Whatever the reason, despite my early infatuation with these authors terms, the more I read the more I feel that sticking with Community Art is most appropriate for me. There's something to be said about simplicity. Even though it may not be as encompassing or accurate, Community Art is a more accessible term than something like creative community building. While the term still needs to be explained, its more immediate. What is community Art? It's art that takes place within and around the community.

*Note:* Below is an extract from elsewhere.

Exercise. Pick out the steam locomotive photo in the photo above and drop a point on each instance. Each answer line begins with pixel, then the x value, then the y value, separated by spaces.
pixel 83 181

For overly intellectual, abstract and theoretical thinkers (or for people pursuing graduate studies) this definition isn't enough - that premise indeed is the base of this blog. Defining a term with its components? That's not deep thinking! But for work within a community, its the right amount of thinking. (Not to say that general community members aren't or wouldn't be interested in the wonderful thinking put into the other terms). Anyone interested can delve into the more specific terms, but Community Art allows the people to take the term, field, and all that goes along with it at face value.
This is all, of course, personal opinion and interpretation coming from someone who considers herself an artist. Going from an artist to a community artist seems much more manageable than becoming a creative community builder or a community cultural developer. It also keeps the person more accepting, accessible and approachable. I'd be much more interested in talking to a Community Artist than a Community Cultural Developer, wouldn't you?